Fear not: you don’t have to cancel all your carefully thought out plans. You can always postpone the big shindig to a date in the future! At the end of the day, you need to do what is right for you, but postponing still gives you plenty of options and doesn’t completely write off everything you had planned for your wedding day.

As long as you feel like postoning instead of canceling is right for you, you can start by notifying your vendors, even if you don’t have all the new details hammered out just yet. The sooner you reach out to your venue, photographer, and other major players, the more likely you will have the new dates you’re eyeing available for all involved.
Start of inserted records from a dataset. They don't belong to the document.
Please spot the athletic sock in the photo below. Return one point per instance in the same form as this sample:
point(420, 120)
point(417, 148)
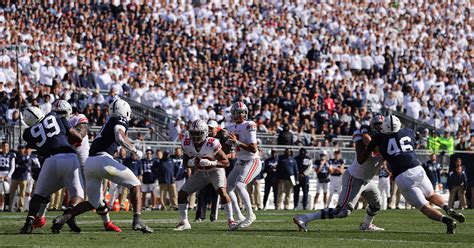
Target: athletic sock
point(235, 205)
point(105, 218)
point(42, 210)
point(445, 219)
point(446, 208)
point(228, 211)
point(245, 197)
point(368, 219)
point(183, 212)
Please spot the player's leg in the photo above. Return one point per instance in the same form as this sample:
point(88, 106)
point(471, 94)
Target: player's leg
point(296, 195)
point(408, 184)
point(231, 188)
point(194, 183)
point(251, 169)
point(218, 181)
point(351, 190)
point(118, 173)
point(47, 183)
point(372, 194)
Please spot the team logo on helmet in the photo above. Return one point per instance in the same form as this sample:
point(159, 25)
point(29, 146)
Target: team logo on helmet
point(198, 131)
point(239, 112)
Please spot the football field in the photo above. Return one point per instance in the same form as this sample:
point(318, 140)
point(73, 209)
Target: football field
point(404, 228)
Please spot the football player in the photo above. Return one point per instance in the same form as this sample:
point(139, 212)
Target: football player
point(100, 164)
point(356, 181)
point(243, 136)
point(50, 136)
point(204, 153)
point(397, 145)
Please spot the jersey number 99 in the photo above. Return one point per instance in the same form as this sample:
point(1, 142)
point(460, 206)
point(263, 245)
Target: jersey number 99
point(45, 129)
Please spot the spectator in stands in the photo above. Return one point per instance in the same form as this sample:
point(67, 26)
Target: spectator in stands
point(271, 178)
point(287, 171)
point(166, 178)
point(433, 170)
point(19, 177)
point(305, 167)
point(457, 185)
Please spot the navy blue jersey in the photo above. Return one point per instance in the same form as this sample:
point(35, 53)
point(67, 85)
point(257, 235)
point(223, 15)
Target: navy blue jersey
point(6, 162)
point(397, 149)
point(323, 174)
point(105, 140)
point(50, 136)
point(23, 166)
point(148, 174)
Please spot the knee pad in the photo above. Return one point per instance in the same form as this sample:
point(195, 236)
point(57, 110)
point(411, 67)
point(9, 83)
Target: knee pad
point(103, 209)
point(41, 199)
point(342, 212)
point(328, 213)
point(373, 210)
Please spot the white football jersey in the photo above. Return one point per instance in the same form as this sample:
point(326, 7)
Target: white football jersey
point(83, 149)
point(369, 168)
point(246, 133)
point(208, 150)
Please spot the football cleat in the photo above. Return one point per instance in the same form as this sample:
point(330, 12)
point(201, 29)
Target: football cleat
point(39, 222)
point(139, 226)
point(73, 225)
point(233, 225)
point(183, 226)
point(370, 228)
point(451, 226)
point(240, 218)
point(298, 220)
point(248, 221)
point(59, 222)
point(28, 227)
point(111, 227)
point(457, 216)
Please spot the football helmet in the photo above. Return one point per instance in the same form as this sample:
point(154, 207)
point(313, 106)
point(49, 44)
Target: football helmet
point(62, 108)
point(376, 123)
point(239, 112)
point(121, 108)
point(198, 131)
point(391, 124)
point(32, 115)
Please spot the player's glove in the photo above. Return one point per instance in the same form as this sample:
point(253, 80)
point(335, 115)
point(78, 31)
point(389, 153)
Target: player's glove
point(139, 154)
point(364, 129)
point(192, 162)
point(206, 163)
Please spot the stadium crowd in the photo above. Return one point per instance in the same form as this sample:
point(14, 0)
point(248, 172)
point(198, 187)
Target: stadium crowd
point(301, 67)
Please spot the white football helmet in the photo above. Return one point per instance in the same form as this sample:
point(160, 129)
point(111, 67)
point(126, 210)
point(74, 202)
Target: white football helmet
point(198, 131)
point(391, 124)
point(62, 108)
point(376, 122)
point(32, 115)
point(239, 112)
point(121, 108)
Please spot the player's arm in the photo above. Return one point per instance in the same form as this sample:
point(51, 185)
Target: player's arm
point(82, 128)
point(221, 159)
point(123, 139)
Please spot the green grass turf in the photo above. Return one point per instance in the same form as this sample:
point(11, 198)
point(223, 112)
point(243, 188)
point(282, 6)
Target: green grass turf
point(404, 228)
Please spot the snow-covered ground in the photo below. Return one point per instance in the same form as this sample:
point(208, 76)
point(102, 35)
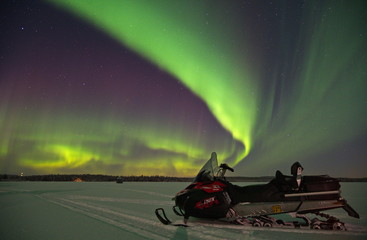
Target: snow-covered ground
point(70, 210)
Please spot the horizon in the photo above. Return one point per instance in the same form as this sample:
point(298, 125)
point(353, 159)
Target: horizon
point(155, 87)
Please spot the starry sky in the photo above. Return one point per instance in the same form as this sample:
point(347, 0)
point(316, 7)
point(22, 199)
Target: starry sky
point(153, 87)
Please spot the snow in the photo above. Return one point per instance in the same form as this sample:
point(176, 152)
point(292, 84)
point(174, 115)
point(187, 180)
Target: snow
point(101, 210)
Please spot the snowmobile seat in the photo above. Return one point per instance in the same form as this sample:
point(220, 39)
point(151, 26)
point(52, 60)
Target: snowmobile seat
point(255, 193)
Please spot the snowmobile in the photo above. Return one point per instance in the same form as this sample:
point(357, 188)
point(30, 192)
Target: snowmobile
point(211, 196)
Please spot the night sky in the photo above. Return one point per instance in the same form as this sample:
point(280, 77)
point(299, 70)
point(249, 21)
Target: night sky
point(153, 87)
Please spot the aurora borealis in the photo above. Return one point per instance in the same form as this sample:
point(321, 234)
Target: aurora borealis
point(153, 87)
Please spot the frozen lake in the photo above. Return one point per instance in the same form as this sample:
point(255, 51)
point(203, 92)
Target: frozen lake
point(70, 210)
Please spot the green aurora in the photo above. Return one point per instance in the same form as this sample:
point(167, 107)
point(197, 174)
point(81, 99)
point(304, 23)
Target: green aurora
point(306, 101)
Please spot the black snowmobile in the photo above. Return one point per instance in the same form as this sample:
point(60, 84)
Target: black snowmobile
point(210, 196)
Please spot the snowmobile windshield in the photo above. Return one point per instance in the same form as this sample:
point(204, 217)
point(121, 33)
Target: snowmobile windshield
point(209, 170)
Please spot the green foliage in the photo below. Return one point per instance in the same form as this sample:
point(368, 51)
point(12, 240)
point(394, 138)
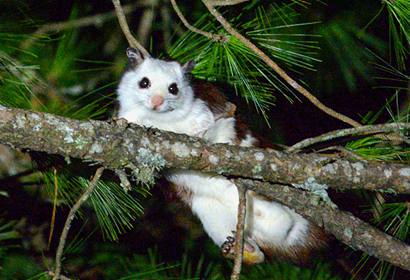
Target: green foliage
point(392, 217)
point(277, 30)
point(345, 43)
point(399, 21)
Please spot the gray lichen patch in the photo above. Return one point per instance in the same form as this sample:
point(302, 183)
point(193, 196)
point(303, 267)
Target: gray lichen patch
point(146, 158)
point(148, 165)
point(257, 169)
point(180, 149)
point(96, 148)
point(329, 168)
point(274, 167)
point(316, 188)
point(145, 142)
point(358, 167)
point(405, 172)
point(68, 134)
point(348, 233)
point(388, 173)
point(19, 123)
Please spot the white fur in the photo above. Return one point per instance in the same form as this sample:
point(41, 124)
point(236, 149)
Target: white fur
point(188, 115)
point(223, 131)
point(214, 198)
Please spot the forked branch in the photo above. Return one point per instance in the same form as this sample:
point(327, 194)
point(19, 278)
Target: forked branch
point(83, 198)
point(295, 85)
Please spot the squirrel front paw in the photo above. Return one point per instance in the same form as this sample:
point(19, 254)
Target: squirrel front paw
point(251, 252)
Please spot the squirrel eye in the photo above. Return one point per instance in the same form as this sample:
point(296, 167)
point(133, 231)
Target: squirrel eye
point(173, 89)
point(144, 83)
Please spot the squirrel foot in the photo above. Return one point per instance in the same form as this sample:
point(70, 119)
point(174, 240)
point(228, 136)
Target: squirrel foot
point(251, 252)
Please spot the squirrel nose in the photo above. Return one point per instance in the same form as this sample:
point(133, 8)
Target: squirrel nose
point(157, 101)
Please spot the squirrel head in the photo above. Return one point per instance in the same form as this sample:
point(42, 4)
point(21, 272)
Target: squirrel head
point(154, 85)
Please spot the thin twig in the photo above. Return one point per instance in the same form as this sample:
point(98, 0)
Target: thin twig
point(125, 183)
point(70, 218)
point(81, 22)
point(239, 237)
point(277, 69)
point(214, 37)
point(368, 129)
point(53, 215)
point(126, 30)
point(347, 228)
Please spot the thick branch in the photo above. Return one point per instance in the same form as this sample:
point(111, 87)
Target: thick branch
point(344, 226)
point(118, 147)
point(214, 37)
point(227, 2)
point(126, 30)
point(228, 27)
point(83, 198)
point(240, 225)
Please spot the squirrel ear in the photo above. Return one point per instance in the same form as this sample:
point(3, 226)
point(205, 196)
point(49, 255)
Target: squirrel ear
point(188, 66)
point(134, 57)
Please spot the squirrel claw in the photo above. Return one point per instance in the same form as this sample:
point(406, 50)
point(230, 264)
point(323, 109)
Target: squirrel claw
point(251, 252)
Personally, I’m working with every single client I have to be sure I’m available for their new date, not charging change fees for postponement, and I offer to help coordinate other vendors so very little has to actually change save for the date of your wedding. Be sure to communicate with your vendors clearly, but also understand we are all doing our best and most of us are as uncertain as you are.

Be sure when you discuss your plans with your vendors that you look at all options. Most vendors are happy to move dates with no fees and are willing to photograph on non-Saturday days. Consider a Friday or a Sunday wedding or even a weekday wedding in order to keep the same vendors. Having some flexibility on the day of the week may keep having to change more plans at bay.

After you have a solid plan in place (or as solid as any plan can be from now until the end of time, amirite?), feel free to start letting your guests know. You can definitely send out additional information via snail mail or you can simply start a Facebook group or send out a mass email. Keeping guests in the loop via technology is helpful because you can make changes as the situation evolves, which it totally has the capacity to do.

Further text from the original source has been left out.